Gillespie has some fine comic lines throughout. I’m not surprised to read on the back cover blurb that he’s also an actor. The first part of this novel, deep in suburbia, could easily be put on the stage. As a farce. And centre-stage would be … James. As he grows up and participates in normal childhood activities: going to school, making friends etc there are huge and to a certain extent disturbing elements of his development. Child psychologists differ in their professional prognosis and Sandra and Kenneth’s nerves are taut. They are not sure what to do next.

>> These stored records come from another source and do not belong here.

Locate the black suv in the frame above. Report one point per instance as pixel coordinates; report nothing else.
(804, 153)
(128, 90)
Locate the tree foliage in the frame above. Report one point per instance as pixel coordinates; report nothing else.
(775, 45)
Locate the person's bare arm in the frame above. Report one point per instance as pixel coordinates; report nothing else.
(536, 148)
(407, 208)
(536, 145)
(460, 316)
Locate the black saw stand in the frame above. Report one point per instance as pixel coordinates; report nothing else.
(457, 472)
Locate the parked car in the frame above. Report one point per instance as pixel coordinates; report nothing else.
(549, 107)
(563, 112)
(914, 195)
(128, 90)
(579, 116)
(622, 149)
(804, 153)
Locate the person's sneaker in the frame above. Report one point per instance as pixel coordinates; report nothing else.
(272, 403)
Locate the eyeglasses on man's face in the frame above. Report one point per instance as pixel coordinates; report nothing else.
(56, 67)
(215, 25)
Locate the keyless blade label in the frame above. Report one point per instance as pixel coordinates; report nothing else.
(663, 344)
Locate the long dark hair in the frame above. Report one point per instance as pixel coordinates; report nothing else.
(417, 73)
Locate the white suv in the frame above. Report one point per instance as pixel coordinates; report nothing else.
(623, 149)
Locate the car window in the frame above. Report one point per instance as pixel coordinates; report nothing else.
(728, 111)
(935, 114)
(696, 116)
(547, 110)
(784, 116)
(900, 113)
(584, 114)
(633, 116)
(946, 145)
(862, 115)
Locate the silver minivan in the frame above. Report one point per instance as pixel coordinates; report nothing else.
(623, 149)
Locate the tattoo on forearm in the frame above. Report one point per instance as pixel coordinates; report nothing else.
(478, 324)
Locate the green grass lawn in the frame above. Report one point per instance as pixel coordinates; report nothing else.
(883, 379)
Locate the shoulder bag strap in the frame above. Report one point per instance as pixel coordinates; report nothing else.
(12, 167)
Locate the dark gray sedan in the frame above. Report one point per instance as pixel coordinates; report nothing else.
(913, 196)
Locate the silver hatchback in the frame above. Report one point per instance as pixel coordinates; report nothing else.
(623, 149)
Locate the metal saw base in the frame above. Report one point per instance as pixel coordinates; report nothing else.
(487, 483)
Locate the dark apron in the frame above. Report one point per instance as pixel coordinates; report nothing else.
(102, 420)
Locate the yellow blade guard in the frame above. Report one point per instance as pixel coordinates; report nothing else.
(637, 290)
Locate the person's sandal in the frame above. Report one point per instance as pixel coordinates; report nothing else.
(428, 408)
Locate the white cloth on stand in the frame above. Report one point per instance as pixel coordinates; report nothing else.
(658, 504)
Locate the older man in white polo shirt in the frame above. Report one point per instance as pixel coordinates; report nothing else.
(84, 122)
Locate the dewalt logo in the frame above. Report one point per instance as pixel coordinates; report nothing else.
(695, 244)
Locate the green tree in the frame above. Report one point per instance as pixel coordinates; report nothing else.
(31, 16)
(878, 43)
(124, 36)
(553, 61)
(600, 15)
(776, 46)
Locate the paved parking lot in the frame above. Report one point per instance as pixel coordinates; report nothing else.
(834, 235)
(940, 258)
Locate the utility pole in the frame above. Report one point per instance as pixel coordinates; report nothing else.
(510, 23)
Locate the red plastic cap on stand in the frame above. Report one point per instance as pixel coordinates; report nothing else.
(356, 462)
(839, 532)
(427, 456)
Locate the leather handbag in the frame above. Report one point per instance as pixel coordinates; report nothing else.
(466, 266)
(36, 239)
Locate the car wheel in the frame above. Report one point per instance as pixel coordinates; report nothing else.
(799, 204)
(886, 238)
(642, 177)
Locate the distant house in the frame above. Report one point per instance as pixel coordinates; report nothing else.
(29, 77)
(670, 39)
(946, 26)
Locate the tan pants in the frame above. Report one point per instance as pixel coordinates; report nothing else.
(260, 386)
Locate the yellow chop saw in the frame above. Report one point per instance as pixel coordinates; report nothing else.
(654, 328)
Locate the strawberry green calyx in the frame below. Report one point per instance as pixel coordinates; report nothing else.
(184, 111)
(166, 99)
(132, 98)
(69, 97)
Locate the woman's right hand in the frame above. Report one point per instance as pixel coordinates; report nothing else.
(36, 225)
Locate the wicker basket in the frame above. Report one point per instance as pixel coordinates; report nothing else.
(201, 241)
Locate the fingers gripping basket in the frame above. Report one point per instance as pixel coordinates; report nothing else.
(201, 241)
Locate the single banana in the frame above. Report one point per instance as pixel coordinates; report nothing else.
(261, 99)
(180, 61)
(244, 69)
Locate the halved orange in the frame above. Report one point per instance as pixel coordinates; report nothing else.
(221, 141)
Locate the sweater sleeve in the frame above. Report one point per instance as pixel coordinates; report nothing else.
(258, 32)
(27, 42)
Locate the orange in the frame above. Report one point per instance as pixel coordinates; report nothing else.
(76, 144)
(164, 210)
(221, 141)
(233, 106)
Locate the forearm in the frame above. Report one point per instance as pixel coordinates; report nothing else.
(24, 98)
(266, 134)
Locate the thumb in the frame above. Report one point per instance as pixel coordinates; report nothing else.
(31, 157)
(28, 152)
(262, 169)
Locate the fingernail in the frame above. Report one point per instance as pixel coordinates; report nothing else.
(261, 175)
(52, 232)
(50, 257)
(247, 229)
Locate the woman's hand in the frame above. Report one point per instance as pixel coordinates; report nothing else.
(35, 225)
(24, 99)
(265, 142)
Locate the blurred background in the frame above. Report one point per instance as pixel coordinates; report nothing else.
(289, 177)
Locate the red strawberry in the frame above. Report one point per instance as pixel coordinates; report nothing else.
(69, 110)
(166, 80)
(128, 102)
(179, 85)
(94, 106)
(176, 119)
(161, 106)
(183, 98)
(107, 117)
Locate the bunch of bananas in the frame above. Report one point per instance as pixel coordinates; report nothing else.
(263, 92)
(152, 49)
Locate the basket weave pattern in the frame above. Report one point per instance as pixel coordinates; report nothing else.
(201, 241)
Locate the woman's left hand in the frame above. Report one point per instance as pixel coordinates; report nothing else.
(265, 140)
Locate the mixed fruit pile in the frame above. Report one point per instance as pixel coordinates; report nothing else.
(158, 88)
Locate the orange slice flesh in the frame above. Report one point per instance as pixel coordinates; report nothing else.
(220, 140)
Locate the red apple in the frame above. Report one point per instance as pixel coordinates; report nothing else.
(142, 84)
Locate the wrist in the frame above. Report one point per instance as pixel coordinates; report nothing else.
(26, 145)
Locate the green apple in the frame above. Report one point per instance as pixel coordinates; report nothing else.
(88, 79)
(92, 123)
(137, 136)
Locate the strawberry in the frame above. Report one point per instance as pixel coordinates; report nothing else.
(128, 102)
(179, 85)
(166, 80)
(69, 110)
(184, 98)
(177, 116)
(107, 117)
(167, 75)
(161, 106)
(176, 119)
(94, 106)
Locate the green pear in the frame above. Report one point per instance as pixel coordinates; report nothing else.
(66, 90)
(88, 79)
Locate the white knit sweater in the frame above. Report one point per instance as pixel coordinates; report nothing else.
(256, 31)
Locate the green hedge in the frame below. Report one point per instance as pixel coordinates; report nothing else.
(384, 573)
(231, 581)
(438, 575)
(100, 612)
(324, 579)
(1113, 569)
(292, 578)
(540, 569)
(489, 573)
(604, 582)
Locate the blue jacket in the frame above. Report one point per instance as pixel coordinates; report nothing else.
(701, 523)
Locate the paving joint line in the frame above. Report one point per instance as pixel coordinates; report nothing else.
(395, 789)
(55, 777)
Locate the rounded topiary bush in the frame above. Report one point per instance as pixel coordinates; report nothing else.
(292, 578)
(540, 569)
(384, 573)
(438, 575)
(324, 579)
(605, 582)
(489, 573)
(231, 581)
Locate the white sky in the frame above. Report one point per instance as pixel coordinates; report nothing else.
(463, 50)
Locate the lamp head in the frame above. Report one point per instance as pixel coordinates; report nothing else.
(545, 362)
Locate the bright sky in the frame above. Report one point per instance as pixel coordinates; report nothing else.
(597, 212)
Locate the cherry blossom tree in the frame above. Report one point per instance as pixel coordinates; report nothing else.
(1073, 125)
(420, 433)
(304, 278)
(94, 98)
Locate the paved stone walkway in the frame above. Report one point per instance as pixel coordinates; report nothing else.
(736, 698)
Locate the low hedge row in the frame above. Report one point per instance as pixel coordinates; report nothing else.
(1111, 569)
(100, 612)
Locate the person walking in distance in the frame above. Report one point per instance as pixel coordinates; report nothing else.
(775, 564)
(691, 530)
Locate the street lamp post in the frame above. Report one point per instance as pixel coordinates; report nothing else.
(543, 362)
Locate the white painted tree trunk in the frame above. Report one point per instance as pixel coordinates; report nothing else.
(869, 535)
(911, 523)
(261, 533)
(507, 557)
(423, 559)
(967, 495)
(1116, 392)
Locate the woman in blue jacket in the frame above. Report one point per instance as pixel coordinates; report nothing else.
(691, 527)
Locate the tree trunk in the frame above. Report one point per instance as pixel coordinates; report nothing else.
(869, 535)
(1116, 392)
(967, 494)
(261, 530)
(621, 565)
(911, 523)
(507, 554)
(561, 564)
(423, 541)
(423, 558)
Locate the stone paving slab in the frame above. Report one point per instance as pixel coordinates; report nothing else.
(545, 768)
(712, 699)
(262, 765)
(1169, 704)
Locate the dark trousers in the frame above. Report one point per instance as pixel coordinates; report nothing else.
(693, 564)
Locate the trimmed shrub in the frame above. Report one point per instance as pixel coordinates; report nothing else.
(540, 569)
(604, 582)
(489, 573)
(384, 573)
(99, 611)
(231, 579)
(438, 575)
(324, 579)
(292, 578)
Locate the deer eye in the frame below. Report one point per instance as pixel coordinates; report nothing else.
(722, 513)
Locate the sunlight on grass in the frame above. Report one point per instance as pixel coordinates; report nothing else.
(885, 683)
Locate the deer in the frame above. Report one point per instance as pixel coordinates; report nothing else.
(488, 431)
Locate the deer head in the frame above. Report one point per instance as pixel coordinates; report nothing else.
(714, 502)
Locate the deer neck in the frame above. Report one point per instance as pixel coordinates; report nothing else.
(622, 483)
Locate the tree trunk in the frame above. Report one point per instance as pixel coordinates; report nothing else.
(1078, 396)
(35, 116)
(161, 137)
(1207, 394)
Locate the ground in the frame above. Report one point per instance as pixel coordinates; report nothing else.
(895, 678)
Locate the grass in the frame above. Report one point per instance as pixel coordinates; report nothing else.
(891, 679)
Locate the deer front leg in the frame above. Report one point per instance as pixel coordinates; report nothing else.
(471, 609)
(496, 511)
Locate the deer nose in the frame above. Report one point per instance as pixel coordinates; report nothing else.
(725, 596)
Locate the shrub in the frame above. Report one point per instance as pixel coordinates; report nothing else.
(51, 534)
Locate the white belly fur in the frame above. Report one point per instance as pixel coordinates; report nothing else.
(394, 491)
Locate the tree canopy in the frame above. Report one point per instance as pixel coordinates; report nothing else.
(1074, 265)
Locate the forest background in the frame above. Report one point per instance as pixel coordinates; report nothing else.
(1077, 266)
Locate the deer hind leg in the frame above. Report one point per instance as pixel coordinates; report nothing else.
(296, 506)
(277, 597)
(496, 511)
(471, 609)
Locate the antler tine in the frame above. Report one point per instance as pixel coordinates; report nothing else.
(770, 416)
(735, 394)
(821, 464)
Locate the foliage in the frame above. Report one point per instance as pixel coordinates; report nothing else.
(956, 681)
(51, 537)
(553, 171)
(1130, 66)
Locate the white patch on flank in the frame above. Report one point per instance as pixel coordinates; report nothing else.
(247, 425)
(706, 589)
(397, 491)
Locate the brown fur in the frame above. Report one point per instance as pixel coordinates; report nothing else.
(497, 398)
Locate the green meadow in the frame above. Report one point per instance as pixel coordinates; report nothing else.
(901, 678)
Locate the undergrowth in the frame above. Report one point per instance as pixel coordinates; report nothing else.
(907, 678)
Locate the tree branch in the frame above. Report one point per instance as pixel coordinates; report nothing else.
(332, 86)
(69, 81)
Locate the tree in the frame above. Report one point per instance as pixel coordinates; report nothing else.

James is a clever little boy. He constantly blames his imaginary friend for any misdemeanours. He can also play on Sandra’s weak elements of parenting. All of this makes for engrossing reading. I definitely got the sense that something monumental was brewing and that it would involve James. He really is something. Sometimes he can conduct a lovely conversation with grown-ups, completely charming them in the process. At other times he’s very young for his years having to have basic things explained to him in words of one syllable. He is one mixed-up kid. But time and time again, due to Gillespie’s narrative we can see that James’ thought processes are skewed. Gillespie describes many, many awkward episodes, usually involving a fraught Sandra and a keyed-up James. Heart-wrenching and thought-provoking at the same time. During these episodes which are told in great detail, I felt equally for the mother and the son. Both pulling in opposite directions. These episodes are heaped upon the rather insubstantial shoulders of the parents and they are sagging under the weight of it all. Can they continue to cope?
Then the ‘big one’, the one from which no one will ever be the same again, occurs. Gillespie describes it in all its unbelievable detail. And as if that were not enough to digest, through James, we get to hear all about the cuckoo. And, by definition, we see James and try to understand him better. Towards the end of the novel James has numerous conversations with grown-ups and professionals. These detached conversations will stop you in your tracks.
It is a fine piece of writing. Who is right? Who is wrong? A deeply thought-provoking book. Recommended.